When extra calcium is absorbed, as much calcium is temporarily stored in the bones, and deported from the bones as soon as there is the opportunity to do so. (1) When little calcium is consumed, dietary calcium absorption rate is greater and there is less calcium to deport. (2)
Due to exercise, bone-cells are destroyed, which stimulates the bones to hold on to more calcium, to be better able to cope with future burdening.
And if there is no loading of the bones, the bones will deport more calcium, since there seems to be no need to hold on to it.
In astronauts bone-mineral density (BMD) averagely decreases 1% to 2% each month. But the lower weight-bearing bones appeared more sensitive than the upper ones. (3) However, BMD of the skull, a non-weight bearing bone, does not decrease at all. (4)

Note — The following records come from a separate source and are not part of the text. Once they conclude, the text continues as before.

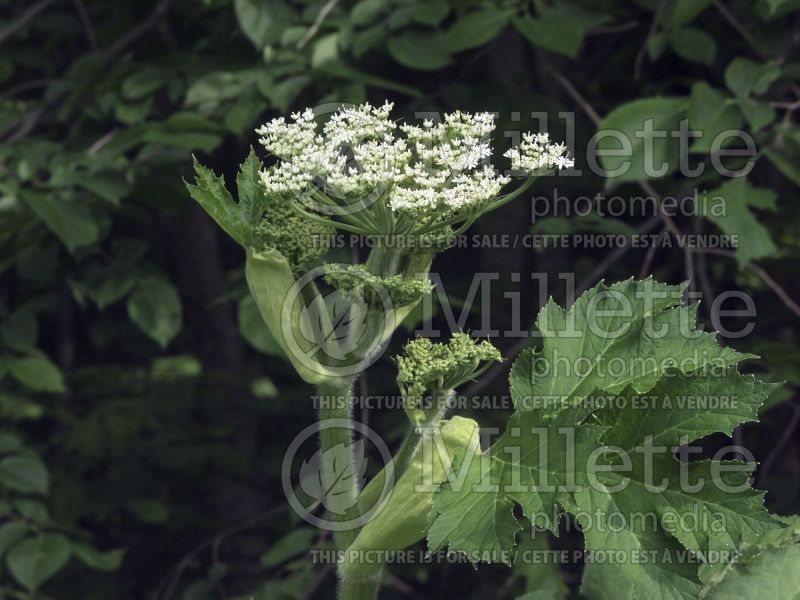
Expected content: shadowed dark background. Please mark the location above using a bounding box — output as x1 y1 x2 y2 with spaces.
1 0 799 598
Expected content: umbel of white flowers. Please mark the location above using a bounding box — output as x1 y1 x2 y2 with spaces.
255 102 573 238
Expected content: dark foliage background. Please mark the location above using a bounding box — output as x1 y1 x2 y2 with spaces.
1 0 799 598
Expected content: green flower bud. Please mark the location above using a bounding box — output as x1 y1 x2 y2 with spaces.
324 263 434 308
253 198 333 276
396 333 502 415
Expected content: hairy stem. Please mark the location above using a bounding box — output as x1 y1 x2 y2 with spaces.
321 227 428 600
316 376 361 551
338 567 382 600
395 388 453 476
339 389 452 600
317 376 381 600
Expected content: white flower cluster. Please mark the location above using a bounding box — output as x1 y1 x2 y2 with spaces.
255 108 332 194
504 132 574 172
386 111 503 213
257 103 408 197
256 103 570 218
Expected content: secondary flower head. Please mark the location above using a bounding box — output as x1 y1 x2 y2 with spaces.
255 103 572 239
253 198 333 275
504 132 574 172
396 333 502 411
323 263 434 307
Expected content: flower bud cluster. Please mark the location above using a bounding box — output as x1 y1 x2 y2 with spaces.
397 333 502 409
253 198 333 274
323 263 434 307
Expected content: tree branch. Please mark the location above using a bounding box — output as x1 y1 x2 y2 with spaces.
634 0 666 80
297 0 340 49
690 248 800 320
72 0 98 50
0 0 58 44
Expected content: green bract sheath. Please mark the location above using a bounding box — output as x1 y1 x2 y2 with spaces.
344 416 480 574
246 247 427 383
245 247 335 384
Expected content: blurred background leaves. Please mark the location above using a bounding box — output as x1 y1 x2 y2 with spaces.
1 0 800 598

In the MIR 97 mission high calcium intake and vitamin D supplementation led to decreased bone formation and increased bone-calcium deportation. (5) And also calcium absorption is reduced during immobilization. (6) Like bone-calcium absorption is increased when physical active. (7)
Because the bones experienced no burdening in space, there ‘apparently’ was less need for minerals in the bones, and thus BMD decreased.

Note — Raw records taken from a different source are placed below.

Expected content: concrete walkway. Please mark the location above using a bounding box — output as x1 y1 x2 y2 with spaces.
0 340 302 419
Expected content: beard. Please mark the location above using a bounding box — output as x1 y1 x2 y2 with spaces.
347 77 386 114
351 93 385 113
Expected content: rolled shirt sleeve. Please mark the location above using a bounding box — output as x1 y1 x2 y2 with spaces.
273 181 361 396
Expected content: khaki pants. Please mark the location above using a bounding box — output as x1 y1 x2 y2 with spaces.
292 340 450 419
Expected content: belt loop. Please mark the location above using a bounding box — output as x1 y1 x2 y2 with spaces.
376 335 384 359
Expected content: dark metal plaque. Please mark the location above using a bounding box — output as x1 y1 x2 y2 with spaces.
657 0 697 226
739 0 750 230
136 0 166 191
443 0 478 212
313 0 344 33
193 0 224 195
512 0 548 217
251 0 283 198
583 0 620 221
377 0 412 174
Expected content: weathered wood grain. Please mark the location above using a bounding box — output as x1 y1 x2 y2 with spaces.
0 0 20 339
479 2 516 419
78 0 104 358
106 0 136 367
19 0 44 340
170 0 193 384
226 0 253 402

No matter how much calcium was consumed, the bones did not hold it, because ‘there was no need to do so’. Apparently not just deportation of calcium was increased, but even calcium absorption and bone-formation was decreased, to prevent the need for subsequent calcium deportation.
And the bones appear to be sensitive to this stimulus according to the need for adaptation given earthly circumstances, which is different for the legs, the arms, the head etc.
So the bones “are not stupid”. They hold the calcium they need. And they deport what is not needed.
All the redundant calcium that is consumed, always is to deported too. The more calcium is processed, the sooner the cells who have to do so, will be worn out, eventually causing osteoporosis.
Abstracts of these sources can be found at The National Library of Medicine
(1) Bronner F., et al, Development and regulation of calcium metabolism in healthy girls. J. Nutr. 1998 / 128 (9) / 1474-1480. , O'Brien K.O., et al, Variables related to urinary calcium excretion in young girls. J. Pediatr. Gastroenterol. Nutr. 1996 / 23 (1) / 8-12. , Lee, W.T. et al, A follow-up study on the effects of calcium-supplement withdrawal and puberty on bone acquisition of children. Am. J. Clin. Nutr. 1996 / 64 (1) / 71-77.
(2) O'Brien, K.O. et al, Increased efficiency of calcium absorption from the rectum and distal colon of humans. American Journal of Clinical Nutrition 1996 / 63 (4) / 579-583.
(3) Collet P, et al, Effects of 1- and 6-month spaceflight on bone mass and biochemistry in two humans. Bone 1997 /20 (6) / 547-551.
(4) Miyamoto A, et al, Medical baseline data collection on bone and muscle change with space flight. Bone 1998 / 22 (5 Suppl.) / 79S-82S.
(5) Heer M, et al, Calcium metabolism in microgravity. Eur. J. Med. Res. 1999 / 4 (9) / 357-360.
(6) Branca F., Physical activity, diet and skeletal health. Public Health Nutr. 1999 / 2 (3A) / 391-396.
(7) Zittermann A, et al, Exercise-trained young men have higher calcium absorption rates and plasma calcitriol levels compared with age-matched sedentary controls. Calcif. Tissue Int. 2000 / 67 (3) / 215-219.